On Taming Text

2013-01-01 20:21
This time of the year I would usually post pictures of my bicycle standing in the snow somewhere in Tierpark. This year however I was tricked into using public transport instead: a) After my husband found a new job, we now share some of the route to work - and he isn't crazy going by bike when it's snowing. b) I got myself a Nexus7 earlier this month which obsoleted having to take paper books with me when using public transport. c) Early in December Grant Ingersoll asked me for feedback on the by now nearly finished "Taming Text (currently available as MEAP at Manning). So I even had a really interesting book to read on my way home.

Up to mid-December "Taming Text" was one of those books that always were very high on my to-read list: At least from the TOC it looked like the book to read if ever you wanted to write a search application.

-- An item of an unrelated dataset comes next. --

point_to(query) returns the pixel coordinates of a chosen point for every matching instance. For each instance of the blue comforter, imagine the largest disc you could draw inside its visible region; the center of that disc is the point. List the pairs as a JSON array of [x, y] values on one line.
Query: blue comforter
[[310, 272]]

So I was really curious which topics it would cover and how deep explanations would go when I got the offer to read and review the book.

tl&dr



Short version: If you are building search applications - that is anything that makes a search box available on a web site, be it an online store or a new article archive - this is the book to read. It covers all the gory details of how to implement features we have come to take for granted when using search: Type ahead, spelling correction, facetting, automatic tagging and more. The book motivates what the value of these features is from the user side, explains how to implement these features with proven technologies like Apache Lucene, OpenNLP, and Mahout and how those projects work internally to provide you with the functionality you need.

Longer summary



Search can be as easy as providing one box in some corner on your web site that users can type into to find relevant pages. However when thinking about the topic just a little more some more handy features that users have come to expect come to mind:

  • Type ahead to avoid superfluous typing - it also comes in handy to avoid spelling errors and to know exactly which query actually will return a decent number of documents.
  • Spelling correction is pretty much standard - and avoids user frustration with hard to spell query terms.
  • Facetting is a great way to discover and explore more content in particular when there are a few structured attributes attached to your items (prices to books, colors to cars etc).
  • Named Entity Recognition is well known among publishers who use automatic tagging services to support their staff.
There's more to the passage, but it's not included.